Doping of steel slag waste as a sustainable filler in ceramic tile composites for enhanced gamma-ray shielding

Abstract

This study explores the incorporation of electric arc furnace (EAF) steel slag, a common industrial by-product, as a sustainable filler in ceramic tile composites for enhanced gamma-ray shielding. Ceramic tile samples were prepared by varying the EAF slag contents (0–40 wt%) and characterized using FT-IR, XRD, SEM, and EDX. Mechanical properties, including modulus of rupture (MOR) and Vickers microhardness (H_v), were evaluated. The sample with 20 wt% slag exhibited the highest MOR (14.0 ± 0.21 MPa), while H_v values increased with slag content.

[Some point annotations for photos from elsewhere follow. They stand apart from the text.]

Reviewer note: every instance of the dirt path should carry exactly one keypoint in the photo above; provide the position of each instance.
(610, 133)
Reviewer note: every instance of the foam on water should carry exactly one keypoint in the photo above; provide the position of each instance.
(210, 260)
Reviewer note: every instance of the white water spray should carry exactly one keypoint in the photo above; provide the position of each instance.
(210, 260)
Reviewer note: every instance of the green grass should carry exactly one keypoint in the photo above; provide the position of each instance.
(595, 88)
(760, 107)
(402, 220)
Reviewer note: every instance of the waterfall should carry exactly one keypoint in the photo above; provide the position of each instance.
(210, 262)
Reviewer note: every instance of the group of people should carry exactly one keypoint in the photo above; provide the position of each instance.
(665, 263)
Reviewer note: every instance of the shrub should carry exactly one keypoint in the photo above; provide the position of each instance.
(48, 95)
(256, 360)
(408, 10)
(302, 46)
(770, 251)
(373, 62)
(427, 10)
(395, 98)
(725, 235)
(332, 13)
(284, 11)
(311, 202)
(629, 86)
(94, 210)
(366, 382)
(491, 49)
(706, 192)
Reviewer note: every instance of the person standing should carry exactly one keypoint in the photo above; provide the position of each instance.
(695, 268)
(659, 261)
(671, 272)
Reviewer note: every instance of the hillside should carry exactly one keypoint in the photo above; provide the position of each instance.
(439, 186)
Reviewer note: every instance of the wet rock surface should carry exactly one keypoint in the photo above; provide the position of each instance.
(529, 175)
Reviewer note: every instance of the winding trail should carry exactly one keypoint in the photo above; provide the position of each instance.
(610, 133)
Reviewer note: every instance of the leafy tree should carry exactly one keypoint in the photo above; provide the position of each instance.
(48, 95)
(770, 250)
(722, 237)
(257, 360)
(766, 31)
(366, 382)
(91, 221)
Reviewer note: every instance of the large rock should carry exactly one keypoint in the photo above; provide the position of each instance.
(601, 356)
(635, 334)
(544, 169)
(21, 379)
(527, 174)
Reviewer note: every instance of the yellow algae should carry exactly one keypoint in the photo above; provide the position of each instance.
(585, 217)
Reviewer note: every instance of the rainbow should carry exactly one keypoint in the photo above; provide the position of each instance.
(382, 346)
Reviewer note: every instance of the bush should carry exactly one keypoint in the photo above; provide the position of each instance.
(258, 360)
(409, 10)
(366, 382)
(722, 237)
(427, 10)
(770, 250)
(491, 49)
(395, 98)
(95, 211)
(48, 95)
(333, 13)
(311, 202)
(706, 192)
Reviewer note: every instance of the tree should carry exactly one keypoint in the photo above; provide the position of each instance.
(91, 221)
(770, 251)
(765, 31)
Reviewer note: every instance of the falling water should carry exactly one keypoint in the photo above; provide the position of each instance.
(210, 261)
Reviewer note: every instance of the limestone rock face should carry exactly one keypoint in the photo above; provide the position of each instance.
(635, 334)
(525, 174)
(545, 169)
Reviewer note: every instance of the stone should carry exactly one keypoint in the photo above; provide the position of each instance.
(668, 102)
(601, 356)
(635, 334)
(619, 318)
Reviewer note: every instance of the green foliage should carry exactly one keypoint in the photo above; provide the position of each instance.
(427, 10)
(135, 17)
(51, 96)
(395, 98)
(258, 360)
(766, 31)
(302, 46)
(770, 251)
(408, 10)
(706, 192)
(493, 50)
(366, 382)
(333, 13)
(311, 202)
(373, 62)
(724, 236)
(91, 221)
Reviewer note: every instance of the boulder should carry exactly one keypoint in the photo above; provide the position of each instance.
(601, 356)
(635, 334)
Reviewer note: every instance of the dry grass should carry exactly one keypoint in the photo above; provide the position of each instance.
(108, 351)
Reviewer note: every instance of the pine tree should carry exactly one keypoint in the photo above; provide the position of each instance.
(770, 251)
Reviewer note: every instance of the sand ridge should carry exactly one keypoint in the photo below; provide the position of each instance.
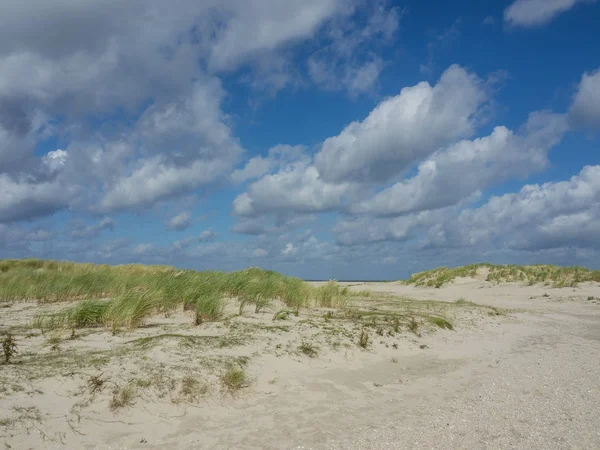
(525, 378)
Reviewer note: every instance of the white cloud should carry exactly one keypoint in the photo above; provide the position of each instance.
(278, 157)
(404, 128)
(27, 199)
(54, 161)
(180, 222)
(296, 189)
(81, 231)
(208, 235)
(481, 163)
(260, 253)
(289, 250)
(143, 249)
(585, 109)
(529, 13)
(552, 215)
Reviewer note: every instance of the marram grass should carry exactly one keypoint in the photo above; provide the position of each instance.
(127, 296)
(555, 276)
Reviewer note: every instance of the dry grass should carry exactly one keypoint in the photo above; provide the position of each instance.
(554, 276)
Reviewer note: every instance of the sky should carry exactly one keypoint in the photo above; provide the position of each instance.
(325, 139)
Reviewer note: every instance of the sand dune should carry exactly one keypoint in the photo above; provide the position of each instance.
(519, 371)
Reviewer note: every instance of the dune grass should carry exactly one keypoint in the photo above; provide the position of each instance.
(127, 295)
(554, 276)
(332, 295)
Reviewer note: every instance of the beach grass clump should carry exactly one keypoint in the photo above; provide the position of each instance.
(308, 349)
(208, 307)
(9, 347)
(131, 310)
(555, 276)
(122, 397)
(441, 323)
(234, 379)
(332, 295)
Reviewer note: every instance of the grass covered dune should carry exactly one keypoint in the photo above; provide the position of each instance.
(555, 276)
(124, 296)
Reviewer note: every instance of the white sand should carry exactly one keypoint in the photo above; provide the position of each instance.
(526, 381)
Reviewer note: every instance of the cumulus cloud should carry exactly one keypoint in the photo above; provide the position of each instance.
(278, 157)
(182, 141)
(585, 109)
(481, 163)
(143, 249)
(26, 199)
(404, 128)
(80, 230)
(551, 215)
(529, 13)
(396, 133)
(297, 189)
(208, 235)
(180, 222)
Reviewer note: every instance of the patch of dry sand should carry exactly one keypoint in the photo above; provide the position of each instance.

Gamma-ray shielding parameters, such as mass attenuation coefficient (μ_m), effective atomic number (Z_eff), effective electron density (N_el), and half-value layer (HVL), were measured by a NaI(Tl) detector at a photon energy range from 238 to 2614 keV. The sample with 40 wt% slag (CT-EAF-4) demonstrated the best shielding performance, with a μ_m of 0.1811 cm² g⁻¹, Z_eff of 7.312, N_el of 0.2813 × 10²³ electrons g⁻¹, and the lowest HVL (0.253 cm) at 238 keV. These findings highlight the effectiveness of EAF slag as an eco-friendly additive for enhancing both the mechanical and radiation shielding properties of ceramic tiles. Consequently, this approach provides a sustainable solution for the reuse of industrial waste in the development of protective building materials.